Motion can associate with this motivation, he himself heavily influenced by his father’s death three years ago, as he said in a Telegraph interview “seeing him dead gave me the shock of my life… it seemed almost inconceivable that he would die. It was made all the more peculiar for me because we looked so very alike. As I looked at him on his deathbed it seemed as if I was looking at myself”. The parallel showed a fundamental impetus behind his reincarnation.
Motion described Silver as a “sequel” but was keen to stress that it is not a direct continuation. Rather, it builds on the original themes, finding new landscapes in the old map. He stated Treasure Island is as a novel “completely satisfying”, a “gold-standard” of pirate narratives, seeping still into the modern social psyche. It is a novel so renowned today that everyone feels they are familiar with it, even if they haven’t actually read it. While it is not my cup of tea it is clear that it still laid the pirate groundwork for posterity eternally. Silver therefore does not attempt to compete with the legacy of Treasure Island, particularly as aptly named Silver is not a received second rate medal but rather a self-imposition. In present times where the romantic masquerades of Pirates of the Caribbean are so fresh, Motion’s almost historical comprehension of the evolution of pirate tales was surprisingly insightful.

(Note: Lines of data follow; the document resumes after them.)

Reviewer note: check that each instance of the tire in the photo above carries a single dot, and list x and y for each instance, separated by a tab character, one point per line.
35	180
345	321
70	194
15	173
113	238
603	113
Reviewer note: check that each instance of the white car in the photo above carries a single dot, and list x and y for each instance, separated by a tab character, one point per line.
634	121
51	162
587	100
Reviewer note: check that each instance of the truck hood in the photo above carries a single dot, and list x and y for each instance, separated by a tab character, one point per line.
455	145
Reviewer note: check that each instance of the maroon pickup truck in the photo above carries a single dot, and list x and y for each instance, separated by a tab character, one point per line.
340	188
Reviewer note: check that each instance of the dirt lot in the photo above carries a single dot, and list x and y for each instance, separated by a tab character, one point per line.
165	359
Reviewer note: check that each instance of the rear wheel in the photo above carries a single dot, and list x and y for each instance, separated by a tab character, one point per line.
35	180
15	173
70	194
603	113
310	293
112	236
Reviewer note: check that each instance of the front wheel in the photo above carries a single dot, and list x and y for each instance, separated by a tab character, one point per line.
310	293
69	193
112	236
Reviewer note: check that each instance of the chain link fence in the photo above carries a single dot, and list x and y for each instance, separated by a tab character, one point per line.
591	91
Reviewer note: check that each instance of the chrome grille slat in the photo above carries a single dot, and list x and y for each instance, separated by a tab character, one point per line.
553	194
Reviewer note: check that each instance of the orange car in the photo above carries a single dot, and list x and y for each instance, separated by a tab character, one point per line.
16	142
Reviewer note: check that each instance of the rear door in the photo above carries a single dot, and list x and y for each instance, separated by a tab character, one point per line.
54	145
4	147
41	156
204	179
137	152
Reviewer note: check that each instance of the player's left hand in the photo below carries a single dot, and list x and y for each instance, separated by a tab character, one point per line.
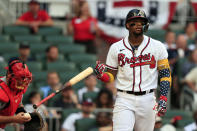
162	106
99	69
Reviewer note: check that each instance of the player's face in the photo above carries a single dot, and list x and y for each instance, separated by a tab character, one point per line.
135	26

We were enchanted at first by the pink honeysuckle melody of Motion’s dulcet tones, but the power of this spell faded into a drone as time wore on. The zenith of the evening’s pleasure came not from a reading of a Silver excerpt, but from his poetry readings. Although they felt slightly incongruous with the core of his discussion, it was a scintillating few minutes of brilliance where Motion proved that his forte and his passion lie deeply embedded in poetry, not prose.
An original addition to the Takeover Festival, the only speaking poet the week offered, Motion moved us in his poetry, his sporadic emeralds of literary wisdom, but not as a speaker of prose.